A test of a sample of the medicine conducted by privately run Vaibhav Analytical Services in Ahmedabad last Saturday (17), and seen by Reuters, said the syrup had less than 0.1 per cent of ethylene glycol and diethylene glycol. “The sample referred … IS OF standard quality,” the test report from the Ahmedabad-based laboratory said.

Trace amounts of less than 0.1 per cent of ethylene glycol and diethylene glycol in medicines are not considered toxic, according to the WHO.

NAFDAC, in its alert, did not give a toxicity concentration figure, but said ethylene glycol was a “toxic substance that is not expected in product formulations”. It did not immediately respond to a request for comment.
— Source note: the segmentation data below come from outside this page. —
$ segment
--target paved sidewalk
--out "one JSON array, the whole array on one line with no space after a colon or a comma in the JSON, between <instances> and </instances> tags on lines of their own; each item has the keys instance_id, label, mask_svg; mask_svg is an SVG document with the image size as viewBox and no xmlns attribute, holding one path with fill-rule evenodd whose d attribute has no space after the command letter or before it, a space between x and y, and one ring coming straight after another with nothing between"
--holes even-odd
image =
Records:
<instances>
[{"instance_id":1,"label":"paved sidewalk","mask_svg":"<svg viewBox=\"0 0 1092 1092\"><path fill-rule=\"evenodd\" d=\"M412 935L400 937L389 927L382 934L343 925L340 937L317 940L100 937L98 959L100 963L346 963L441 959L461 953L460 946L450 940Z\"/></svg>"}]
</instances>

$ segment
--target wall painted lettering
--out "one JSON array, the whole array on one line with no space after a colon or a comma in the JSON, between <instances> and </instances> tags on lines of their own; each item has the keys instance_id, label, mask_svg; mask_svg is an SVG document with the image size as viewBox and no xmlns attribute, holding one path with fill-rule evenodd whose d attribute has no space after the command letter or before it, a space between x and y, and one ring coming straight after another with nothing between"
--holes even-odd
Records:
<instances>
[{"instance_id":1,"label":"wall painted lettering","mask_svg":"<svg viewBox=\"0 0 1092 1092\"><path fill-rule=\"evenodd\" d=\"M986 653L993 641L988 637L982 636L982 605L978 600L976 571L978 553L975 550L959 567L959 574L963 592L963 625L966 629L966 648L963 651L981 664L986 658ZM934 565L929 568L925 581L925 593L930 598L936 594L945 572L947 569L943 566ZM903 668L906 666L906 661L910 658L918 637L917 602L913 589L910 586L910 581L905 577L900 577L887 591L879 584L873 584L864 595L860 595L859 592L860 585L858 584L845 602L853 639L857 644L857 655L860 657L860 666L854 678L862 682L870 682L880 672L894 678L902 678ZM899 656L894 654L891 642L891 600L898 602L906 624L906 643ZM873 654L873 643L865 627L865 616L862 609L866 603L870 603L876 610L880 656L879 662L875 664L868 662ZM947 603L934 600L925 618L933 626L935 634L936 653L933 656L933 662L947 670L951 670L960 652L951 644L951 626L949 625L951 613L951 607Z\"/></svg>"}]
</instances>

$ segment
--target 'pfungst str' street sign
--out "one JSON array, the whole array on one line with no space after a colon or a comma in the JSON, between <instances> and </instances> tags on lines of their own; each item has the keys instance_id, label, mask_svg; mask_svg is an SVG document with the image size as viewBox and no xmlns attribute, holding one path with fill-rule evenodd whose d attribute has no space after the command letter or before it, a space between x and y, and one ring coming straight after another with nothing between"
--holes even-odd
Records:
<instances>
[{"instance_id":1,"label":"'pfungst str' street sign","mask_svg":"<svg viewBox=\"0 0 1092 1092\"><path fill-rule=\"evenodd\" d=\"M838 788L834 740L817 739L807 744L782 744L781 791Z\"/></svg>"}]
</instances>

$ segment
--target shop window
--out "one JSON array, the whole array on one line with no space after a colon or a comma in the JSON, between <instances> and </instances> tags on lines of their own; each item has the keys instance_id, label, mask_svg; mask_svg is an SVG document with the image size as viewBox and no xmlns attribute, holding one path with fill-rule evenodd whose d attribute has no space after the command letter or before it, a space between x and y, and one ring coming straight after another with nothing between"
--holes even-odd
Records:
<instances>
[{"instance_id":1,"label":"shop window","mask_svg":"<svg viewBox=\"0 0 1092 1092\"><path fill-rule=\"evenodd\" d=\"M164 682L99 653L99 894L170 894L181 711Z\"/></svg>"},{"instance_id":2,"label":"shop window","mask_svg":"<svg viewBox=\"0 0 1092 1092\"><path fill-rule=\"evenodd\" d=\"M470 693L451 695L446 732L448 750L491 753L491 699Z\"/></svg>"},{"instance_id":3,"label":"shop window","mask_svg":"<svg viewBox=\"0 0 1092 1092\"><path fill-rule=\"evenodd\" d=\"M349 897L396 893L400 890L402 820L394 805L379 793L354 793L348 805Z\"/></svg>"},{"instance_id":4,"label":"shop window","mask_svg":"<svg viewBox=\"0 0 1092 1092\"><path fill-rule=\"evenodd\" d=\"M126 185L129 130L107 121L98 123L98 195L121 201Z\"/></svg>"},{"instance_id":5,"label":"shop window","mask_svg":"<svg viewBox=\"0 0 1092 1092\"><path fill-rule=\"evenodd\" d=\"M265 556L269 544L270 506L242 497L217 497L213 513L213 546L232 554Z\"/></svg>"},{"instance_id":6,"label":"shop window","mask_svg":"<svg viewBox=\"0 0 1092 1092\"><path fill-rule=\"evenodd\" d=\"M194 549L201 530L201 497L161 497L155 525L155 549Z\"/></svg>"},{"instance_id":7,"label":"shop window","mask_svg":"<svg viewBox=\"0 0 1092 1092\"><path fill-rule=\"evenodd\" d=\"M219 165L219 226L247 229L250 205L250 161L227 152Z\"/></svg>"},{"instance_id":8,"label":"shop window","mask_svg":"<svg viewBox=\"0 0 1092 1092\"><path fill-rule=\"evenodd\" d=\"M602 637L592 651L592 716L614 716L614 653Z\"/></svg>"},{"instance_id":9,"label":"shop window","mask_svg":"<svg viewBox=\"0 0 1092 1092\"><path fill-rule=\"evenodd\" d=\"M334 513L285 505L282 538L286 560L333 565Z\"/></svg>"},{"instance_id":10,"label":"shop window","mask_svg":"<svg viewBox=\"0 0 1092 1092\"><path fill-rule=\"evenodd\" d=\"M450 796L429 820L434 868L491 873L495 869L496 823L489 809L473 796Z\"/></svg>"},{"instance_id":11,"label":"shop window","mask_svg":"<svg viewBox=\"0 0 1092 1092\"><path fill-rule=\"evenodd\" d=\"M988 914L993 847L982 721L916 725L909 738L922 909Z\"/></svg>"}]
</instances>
Patel said officials from India’s federal drug regulator, the Central Drugs Standard Control Organisation, also picked up the sample for their own investigation. He said Curis had shared the test results and other documents with the regulator and the WHO.

Mumbai-based drug exporter Synercare told Reuters it had shipped two batches of nearly 20,000 Curis-made Para Clear bottles each to Liberia in October. Synercare’s exports manager Dipesh Ajmera and Patel said Liberian authorities have now revoked the permission for the sale of all Curis products, including painkillers paracetamol and ibuprofen and antibiotic medication azithromycin.

Ajmera said Liberian authorities were set to destroy one batch of the paracetamol syrup last year as the drug’s colour did not match that of a comparable product. The paracetamol suspension was supposed to be reddish brown, but on physical verification, it was found to be reddish pink, Ajmera said.

Keturah Smith-Chineh, head of the Liberia Medicines and Health Products Regulatory Authority, told Reuters the syrups were to be incinerated because of the colour variation but it was tested in Nigeria at the request of the medicine’s local importer.

“We plan to incinerate all the … stock that came into Liberia,” she said. “There are two other child manufacturer and we are working on recalling them.”